Where Are Our Family Values?

Where are our family values?
This post was published on the now-closed HuffPost Contributor platform. Contributors control their own work and posted freely to our site. If you need to flag this entry as abusive, send us an email.

The picture of the young Mexican mother, Guadalupe Garcia de Rayox, confined behind a chain link fence in Phoenix, haunts me. She was deported, torn away from her two young children, after she showed up for a routine check-in with ICE officials. So too does the picture of the Denver mother surrounded by her three children, Jeanette Vizguerra, who took refuge in a church rather than face deportation and separation from her little ones. The ages of the children who lost or face the risk of losing their mother to deportation range from 6 to 12.

Is this the kind of nation we have become? One that punishes the children for the mistakes made by their mothers decades ago?

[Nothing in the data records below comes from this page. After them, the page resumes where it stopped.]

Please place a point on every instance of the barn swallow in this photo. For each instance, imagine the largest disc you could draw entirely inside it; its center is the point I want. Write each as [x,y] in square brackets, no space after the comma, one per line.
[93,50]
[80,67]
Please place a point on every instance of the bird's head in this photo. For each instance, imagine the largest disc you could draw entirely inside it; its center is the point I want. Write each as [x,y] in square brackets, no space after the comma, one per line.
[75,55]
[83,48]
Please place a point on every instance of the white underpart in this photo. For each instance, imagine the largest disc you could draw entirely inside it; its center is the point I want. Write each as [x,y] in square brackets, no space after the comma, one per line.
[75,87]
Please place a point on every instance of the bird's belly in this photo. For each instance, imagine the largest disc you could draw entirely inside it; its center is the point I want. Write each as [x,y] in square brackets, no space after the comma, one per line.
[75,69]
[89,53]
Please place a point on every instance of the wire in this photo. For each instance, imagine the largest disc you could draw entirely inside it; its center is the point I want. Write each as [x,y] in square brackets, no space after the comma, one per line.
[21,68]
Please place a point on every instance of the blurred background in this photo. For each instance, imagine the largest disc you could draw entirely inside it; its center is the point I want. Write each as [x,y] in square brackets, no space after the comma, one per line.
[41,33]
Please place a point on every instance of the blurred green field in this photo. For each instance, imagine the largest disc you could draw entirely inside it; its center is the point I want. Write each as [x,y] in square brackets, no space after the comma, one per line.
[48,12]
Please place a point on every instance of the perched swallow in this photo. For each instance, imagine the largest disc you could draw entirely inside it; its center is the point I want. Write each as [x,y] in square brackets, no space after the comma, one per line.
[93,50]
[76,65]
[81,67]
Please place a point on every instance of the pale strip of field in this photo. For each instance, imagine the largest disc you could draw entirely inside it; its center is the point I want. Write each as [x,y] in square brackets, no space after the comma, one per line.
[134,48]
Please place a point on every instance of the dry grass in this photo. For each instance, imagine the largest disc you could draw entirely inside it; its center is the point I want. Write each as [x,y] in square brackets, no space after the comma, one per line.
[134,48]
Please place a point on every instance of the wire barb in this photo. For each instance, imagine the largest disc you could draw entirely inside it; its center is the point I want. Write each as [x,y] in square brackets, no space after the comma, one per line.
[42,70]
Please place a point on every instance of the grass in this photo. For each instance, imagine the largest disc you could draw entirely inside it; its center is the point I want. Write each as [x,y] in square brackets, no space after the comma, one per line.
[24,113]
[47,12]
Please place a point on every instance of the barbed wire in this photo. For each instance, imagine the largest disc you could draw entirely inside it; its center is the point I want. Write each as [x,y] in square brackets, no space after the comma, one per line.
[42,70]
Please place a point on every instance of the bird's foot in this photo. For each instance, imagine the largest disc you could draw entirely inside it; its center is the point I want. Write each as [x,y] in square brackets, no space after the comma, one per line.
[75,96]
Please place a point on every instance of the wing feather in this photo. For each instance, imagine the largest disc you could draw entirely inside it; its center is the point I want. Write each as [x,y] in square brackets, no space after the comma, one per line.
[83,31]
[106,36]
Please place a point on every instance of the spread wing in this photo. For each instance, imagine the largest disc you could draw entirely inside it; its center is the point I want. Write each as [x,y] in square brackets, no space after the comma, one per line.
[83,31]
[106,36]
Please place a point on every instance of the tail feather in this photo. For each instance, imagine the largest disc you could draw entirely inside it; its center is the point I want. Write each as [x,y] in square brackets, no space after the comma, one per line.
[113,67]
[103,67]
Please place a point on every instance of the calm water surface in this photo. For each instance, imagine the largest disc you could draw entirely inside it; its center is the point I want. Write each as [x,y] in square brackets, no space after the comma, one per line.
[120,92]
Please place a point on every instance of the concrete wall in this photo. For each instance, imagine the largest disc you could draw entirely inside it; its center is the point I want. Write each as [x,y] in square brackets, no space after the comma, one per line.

The five minor children of these two mothers are all U.S. citizens, born here years after their mothers made their undocumented bid for a better life. While one can debate the rightness or wrongness of what these women did back then, the incontrovertible fact is that the U.S. government is now punishing their children – their citizen children – by depriving them of maternal care and support. Fortunately, both sets of children have fathers in the country, but maternal separation may forever harm their ability to trust in institutions, like the government, to look out for their best interests.

At Cornell, I teach a family sociology course where we spend a lot of time discussing how American families have changed over time. One of the questions we explore is whether the ramifications of a shifting economy and the greater involvement of women in the paid labor force is positive or detrimental (or both) for family well-being. While many of my students wrestle with the notion that economic change may result in new and often better roles for family members, they all seem to agree that the primary family responsibilities that remain – providing emotional care for family members and rearing children – are essential and cannot be outsourced to other institutions, such as the government. With that consensus established, we then spend a considerable amount of time debating how well the family is doing with regards to these functions, and what role public policy may play in facilitating such duties. As many times as I’ve conducted these discussions in nearly two decades of teaching, what has never emerged is the idea that the government itself might suddenly make it impossible for a family to fulfill either of those responsibilities. Never before have students imagined such a horrifying possibility.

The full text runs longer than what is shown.